Why Do Unlearnable Examples Work: A Novel Perspective of Mutual Information
Yifan Zhu 1,2, Yibo Miao 1,2, Yinpeng Dong 3,4, Xiao-Shan Gao 1,2
Published on arXiv
2603.03725
Data Poisoning Attack
OWASP ML Top 10 — ML02
Key Finding
MI-UE significantly outperforms prior unlearnable example methods in preventing unauthorized model generalization, remaining effective even under known defense mechanisms
MI-UE (Mutual Information Unlearnable Examples)

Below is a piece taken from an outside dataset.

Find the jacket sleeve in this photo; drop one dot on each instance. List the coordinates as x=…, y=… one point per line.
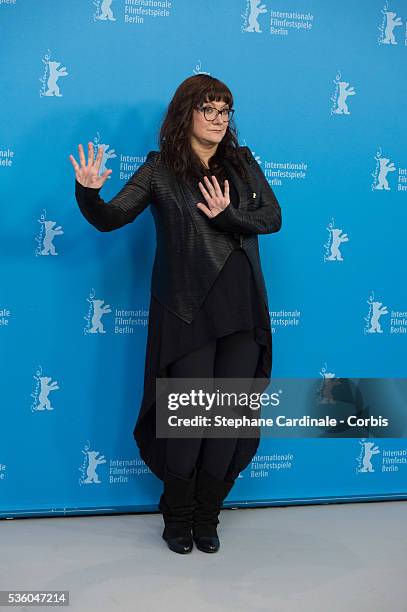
x=124, y=207
x=265, y=219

Novel technique introduced
The volume of freely scraped data on the Internet has driven the tremendous success of deep learning. Along with this comes the growing concern about data privacy and security. Numerous methods for generating unlearnable examples have been proposed to prevent data from being illicitly learned by unauthorized deep models by impeding generalization. However, the existing approaches primarily rely on empirical heuristics, making it challenging to enhance unlearnable examples with solid explanations. In this paper, we analyze and improve unlearnable examples from a novel perspective: mutual information reduction. We demonstrate that effective unlearnable examples always decrease mutual information between clean features and poisoned features, and when the network gets deeper, the unlearnability goes better together with lower mutual information. Further, we prove from a covariance reduction perspective that minimizing the conditional covariance of intra-class poisoned features reduces the mutual information between distributions. Based on the theoretical results, we propose a novel unlearnable method called Mutual Information Unlearnable Examples (MI-UE) that reduces covariance by maximizing the cosine similarity among intra-class features, thus impeding the generalization effectively. Extensive experiments demonstrate that our approach significantly outperforms the previous methods, even under defense mechanisms.
Key Contributions
- Theoretical framework showing that effective unlearnable examples reduce mutual information between clean and poisoned feature distributions, with mutual information as an upper bound on generalization error
- Covariance reduction proof demonstrating that minimizing conditional covariance of intra-class poisoned features reduces mutual information between distributions
- MI-UE method that maximizes cosine similarity among intra-class features to minimize covariance and impede generalization, outperforming prior methods even under defenses
🛡️ Threat Analysis
MI-UE crafts imperceptible perturbations added to training data to degrade generalization of any unauthorized model trained on it — this is defensive availability poisoning, directly within the data poisoning threat model.